Those words of Job are in full agreement with the prophecy uttered by Christ Jesus, namely: “The hour is coming in which all those in the memorial tombs will hear [my] voice and come out.” (John 5:28, 29) All the human dead whom God through Christ mercifully raises to life on earth again, just as Lazarus was raised to life, will have no recollection of their sleep in death, whether its duration was four days or four thousand years. (John 11:11-17, 43, 44) Those resurrected ones, however, will come back to life under an entirely different state of affairs.

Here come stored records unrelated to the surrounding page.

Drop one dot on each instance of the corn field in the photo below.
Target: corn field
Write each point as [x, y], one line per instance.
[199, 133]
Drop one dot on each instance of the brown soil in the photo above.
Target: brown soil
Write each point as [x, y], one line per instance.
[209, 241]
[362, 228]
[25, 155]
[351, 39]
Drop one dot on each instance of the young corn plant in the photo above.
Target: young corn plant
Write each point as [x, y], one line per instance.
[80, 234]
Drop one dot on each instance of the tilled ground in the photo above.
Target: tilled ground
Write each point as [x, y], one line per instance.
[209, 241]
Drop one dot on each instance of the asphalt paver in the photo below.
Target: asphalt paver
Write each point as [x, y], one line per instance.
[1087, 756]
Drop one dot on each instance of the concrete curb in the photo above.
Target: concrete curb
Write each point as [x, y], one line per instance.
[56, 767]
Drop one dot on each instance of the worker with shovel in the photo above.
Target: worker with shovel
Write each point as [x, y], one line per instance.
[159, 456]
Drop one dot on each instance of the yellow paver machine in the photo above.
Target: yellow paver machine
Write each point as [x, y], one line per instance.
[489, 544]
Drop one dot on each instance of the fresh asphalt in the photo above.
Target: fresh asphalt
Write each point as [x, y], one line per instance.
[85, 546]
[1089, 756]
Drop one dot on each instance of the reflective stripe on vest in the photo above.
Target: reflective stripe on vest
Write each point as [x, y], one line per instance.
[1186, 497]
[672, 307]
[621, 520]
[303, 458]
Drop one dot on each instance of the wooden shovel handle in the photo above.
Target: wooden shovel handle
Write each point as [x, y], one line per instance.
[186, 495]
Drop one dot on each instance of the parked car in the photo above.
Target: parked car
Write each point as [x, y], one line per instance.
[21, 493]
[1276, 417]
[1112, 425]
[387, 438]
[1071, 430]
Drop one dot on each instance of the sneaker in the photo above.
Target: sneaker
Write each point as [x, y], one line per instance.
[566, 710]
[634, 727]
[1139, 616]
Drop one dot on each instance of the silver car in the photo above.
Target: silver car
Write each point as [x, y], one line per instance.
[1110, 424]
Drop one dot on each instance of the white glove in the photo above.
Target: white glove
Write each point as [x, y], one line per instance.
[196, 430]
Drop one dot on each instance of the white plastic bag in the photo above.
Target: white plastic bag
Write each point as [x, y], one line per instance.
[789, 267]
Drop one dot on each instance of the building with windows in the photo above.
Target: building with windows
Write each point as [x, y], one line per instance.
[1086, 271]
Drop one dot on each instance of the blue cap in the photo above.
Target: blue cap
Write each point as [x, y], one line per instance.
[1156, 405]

THE DEAD RETURN TO LIFE—IN PARADISE!
Christ’s thousand-year reign will then have commenced, he having crushed all enemies of peace and righteousness. Under his heavenly government marvelous things will be accomplished on earth. For example, earth is to be transformed into a Paradise, a place of beauty, peace and fruitfulness. All the debris resulting from the “war of the great day of God the Almighty” will be cleared away. The soil, with God’s blessing, will become productive. Its fruitage will help mankind to grow to perfect health.—Rev. 16:14; 20:4; 21:1-4; 1 Cor. 15:25.
Now perhaps you can understand why Jesus answered the way he did when an evildoer being executed alongside him requested: “Jesus, remember me when you get into your kingdom.” Note that Jesus did not promise him that he would be in the heavenly kingdom or a part of it—a privilege accorded only to a few select ones from among humankind. No, but Jesus promised that evildoer that he would be in Paradise. He said nothing whatever about a “hot hell” or purgatory. His promise is in full accord with the fact that even unrighteous persons will be resurrected from the grave and offered the opportunity, under paradisaic conditions, to prove their worthiness of everlasting life.—Luke 23:39-43; 12:32; Acts 24:15.
Is not that a wonderful expectation? Imagine your beloved dead restored to life on earth under those grand conditions! A whole new future thus opens up for vast multitudes who have gone into the sleep of death. That there will be a vast crowd of unrighteous ones, as well as righteous ones, resurrected from the grave is also borne out by the words at Revelation 20:13: “And the sea gave up those dead in it, and death and Hades [Greek for “the grave”] gave up those dead in them, and they were judged individually according to their deeds.”